I have done the following to Machine 1
- Update the NIC Driver to the most recent version, and then tried 2 previous from an archive copy. 
- Release and renew the IP address from the CMD prompt
- Flush all DNS information using CMD prompt
- Reset the TCP stack by using the WINSOCK Cmd _netsh int ip reset reset.log_
- Run the machine in "Safe Mode with networking, no change" 
- Changed the cable, changed the port on the router/modem
- plugged another machine into the same port/cable configuration with no issues. 
- release the DHCP address assigned to the device on the router config
- rebooted the router
- rebooted the machine (several times)

I have done the following to Machine 3 
- Has had the router rebooted
- Has had the DHCP list cleared
- Has had the NIC driver updated to the latest version and 2 prior
- Has had SP3 removed
- Does not resolve the issue in Safe mode with networking
- Has had a Brand New NIC installed
- Has had the CD Drivers installed for the new NIC and then the latest one off of the internet plus 2 Prior. 
- Reset the TCP stack by using the WINSOCK Cmd _netsh int ip reset reset.log_

I have not yet been able to look at machine 2. 

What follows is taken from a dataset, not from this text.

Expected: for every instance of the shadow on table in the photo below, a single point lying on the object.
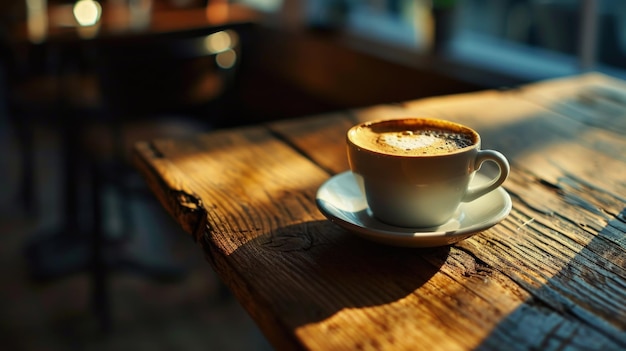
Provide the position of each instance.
(578, 304)
(339, 271)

It appears that the machines are simply not getting replies to their DHCP request packets and are timing out. I am wondering if anyone else has had this issue after the 1st of June 2009, as I believe that a windows Update may have caused this issue but will stand corrected if someone has this issue and does not run windows update. 

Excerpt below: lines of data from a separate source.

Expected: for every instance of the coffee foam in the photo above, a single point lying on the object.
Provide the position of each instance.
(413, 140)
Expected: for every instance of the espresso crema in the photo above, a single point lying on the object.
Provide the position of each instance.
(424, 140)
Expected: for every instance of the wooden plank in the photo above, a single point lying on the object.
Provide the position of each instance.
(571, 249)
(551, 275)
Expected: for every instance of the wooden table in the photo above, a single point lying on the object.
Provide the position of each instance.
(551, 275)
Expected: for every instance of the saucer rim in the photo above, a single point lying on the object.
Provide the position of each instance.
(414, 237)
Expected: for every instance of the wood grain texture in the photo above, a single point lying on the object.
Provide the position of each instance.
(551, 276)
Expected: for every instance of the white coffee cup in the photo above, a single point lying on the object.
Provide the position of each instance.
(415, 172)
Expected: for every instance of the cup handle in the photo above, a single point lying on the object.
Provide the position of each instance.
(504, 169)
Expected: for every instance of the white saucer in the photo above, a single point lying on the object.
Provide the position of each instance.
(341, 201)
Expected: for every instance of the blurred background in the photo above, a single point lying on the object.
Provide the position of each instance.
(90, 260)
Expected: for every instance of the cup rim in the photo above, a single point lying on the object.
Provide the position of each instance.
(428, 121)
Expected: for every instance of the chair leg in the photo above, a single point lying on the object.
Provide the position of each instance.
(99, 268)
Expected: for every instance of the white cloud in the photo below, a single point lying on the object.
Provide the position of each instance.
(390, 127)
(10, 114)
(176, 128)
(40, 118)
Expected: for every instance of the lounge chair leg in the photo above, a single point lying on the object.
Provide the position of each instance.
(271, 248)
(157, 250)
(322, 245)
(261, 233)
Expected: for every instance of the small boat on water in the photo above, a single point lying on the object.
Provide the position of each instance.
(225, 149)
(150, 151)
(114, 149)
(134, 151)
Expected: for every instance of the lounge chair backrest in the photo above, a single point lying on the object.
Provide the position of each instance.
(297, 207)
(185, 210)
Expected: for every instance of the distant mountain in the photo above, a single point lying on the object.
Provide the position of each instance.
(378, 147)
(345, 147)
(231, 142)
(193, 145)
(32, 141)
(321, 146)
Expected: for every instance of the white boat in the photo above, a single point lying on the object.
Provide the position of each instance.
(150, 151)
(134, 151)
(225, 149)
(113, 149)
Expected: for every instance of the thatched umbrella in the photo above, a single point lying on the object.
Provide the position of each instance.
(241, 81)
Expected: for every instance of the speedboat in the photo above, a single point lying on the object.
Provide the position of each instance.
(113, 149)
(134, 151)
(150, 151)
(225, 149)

I am getting to the point where a re-image of these machines is the only option? I might try a windows XP repair but feel that I might be clutching at straws.

Regards,

Totthead


----------



## chrishunt (Jun 23, 2009)

Can you provide the output of 

ipconfig /release
ipconfig /renew

So we can see that whether your communicating with your DHCP server


----------



## lorjack (Nov 15, 2007)

@ Totthead

Please create your own thread for your own issue and do not hijack another person's thread. You will need to post a complete and detailed description if the problem and any relevant information.


----------



## Totthead (Jul 14, 2009)

lorjack said:


> @ Totthead
> 
> Please create your own thread for your own issue and do not hijack another person's thread. You will need to post a complete and detailed description if the problem and any relevant information.


Hey,

Please accept my apologies, it was not my intention to 'Hijack' the thread, I was simply explaining that I am having an identical issue, I was trying to indicate to the thread starter that they were not the only one who was experiencing this issue by providing an example of my own experience and troubleshooting steps. 


I apologise once again. 

Regards,


----------



## lorjack (Nov 15, 2007)

I understand, it is just difficult to keep track of who is doing what when there are multiple people needing help on a single thread.


----------



## ldu97177 (Feb 15, 2008)

*Hi. Here are my results when in Safe Mode with Networking (I can view websites when in this mode)*

Microsoft Windows XP [Version 5.1.2600]
(C) Copyright 1985-2001 Microsoft Corp.

C:\Documents and Settings\Ross>ipconfig /release

Windows IP Configuration

No operation can be performed on Local Area Connection while it has its media di
sconnected.

Ethernet adapter Wireless Network Connection:

Connection-specific DNS Suffix . :
IP Address. . . . . . . . . . . . : 0.0.0.0
Subnet Mask . . . . . . . . . . . : 0.0.0.0
Default Gateway . . . . . . . . . :

Ethernet adapter Local Area Connection:

Media State . . . . . . . . . . . : Media disconnected

C:\Documents and Settings\Ross>ipconfig /renew

Windows IP Configuration

No operation can be performed on Local Area Connection while it has its media di
sconnected.

Ethernet adapter Wireless Network Connection:

Connection-specific DNS Suffix . : home
IP Address. . . . . . . . . . . . : 192.168.0.5
Subnet Mask . . . . . . . . . . . : 255.255.255.0
Default Gateway . . . . . . . . . : 192.168.0.1

Ethernet adapter Local Area Connection:

Media State . . . . . . . . . . . : Media disconnected

C:\Documents and Settings\Ross>

*...and here are the results when in normal mode*

Microsoft Windows XP [Version 5.1.2600]
(C) Copyright 1985-2001 Microsoft Corp.

C:\Documents and Settings\Ross>ipconfig /release

Windows IP Configuration

No operation can be performed on Local Area Connection while it has its media di
sconnected.

Ethernet adapter Local Area Connection:

Media State . . . . . . . . . . . : Media disconnected

Ethernet adapter Wireless Network Connection:

Connection-specific DNS Suffix . :
IP Address. . . . . . . . . . . . : 0.0.0.0
Subnet Mask . . . . . . . . . . . : 0.0.0.0
Default Gateway . . . . . . . . . :

C:\Documents and Settings\Ross>ipconfig /renew

Windows IP Configuration

No operation can be performed on Local Area Connection while it has its media di
sconnected.
An error occurred while renewing interface Wireless Network Connection : unable
to contact your DHCP server. Request has timed out.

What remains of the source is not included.